2. Let's go back to that chessboard. On the chessboard, we have a robot and some blocks. The robot occupies a single square on the chessboard, as do the blocks. The robot can move any number of squares north, east, south, or west.

   You are to write a file called robot.rkt that provides the following function:

   path : Position Position ListOf<Position> -> Maybe<Plan>>
   GIVEN:
   1. the starting position of the robot,
   2. the target position that robot is supposed to reach
   3. A list of the blocks on the board
   RETURNS: a plan that, when executed, will take the robot from
   the starting position to the target position without passing over any
   of the blocks, or false if no such sequence of moves exists.
   
   This API uses the following data definitions:
   
   ;; A Position is a (list PosInt PosInt)

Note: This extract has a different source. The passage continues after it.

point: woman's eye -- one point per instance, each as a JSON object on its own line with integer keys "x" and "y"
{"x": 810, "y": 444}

   ;; (x y) represents the position at position x, y.
   ;; Note: this is not to be confused with the built-in data type Posn.
   
   ;; A Move is a (list Direction PosInt)

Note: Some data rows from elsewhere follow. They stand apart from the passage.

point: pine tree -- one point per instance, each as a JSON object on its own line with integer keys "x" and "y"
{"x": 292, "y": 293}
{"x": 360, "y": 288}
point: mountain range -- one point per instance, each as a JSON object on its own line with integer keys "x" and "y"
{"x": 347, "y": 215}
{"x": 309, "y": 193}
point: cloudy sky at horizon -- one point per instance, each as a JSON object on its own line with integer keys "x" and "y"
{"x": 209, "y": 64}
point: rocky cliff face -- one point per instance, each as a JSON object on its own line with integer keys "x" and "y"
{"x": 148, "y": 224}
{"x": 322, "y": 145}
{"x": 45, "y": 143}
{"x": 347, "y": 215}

   ;; Interp: a move of the specified number of steps in the indicated
   ;; direction. 
   
   ;; A Direction is one of
   ;; -- "north"
   ;; -- "east"
   ;; -- "south"
   ;; -- "west"
   
   ;; A Plan is a ListOf<Move>
   ;; WHERE: the list does not contain two consecutive moves in the same
   ;; direction. 
   

   Before you turn in your solution, make sure it passes the tests in ps07-robot-qualification.rkt. As before, download this file, save it in your set07 directory, and run it to qualify your program for grading. Be sure to commit this file to repository so we know that you've done this correctly.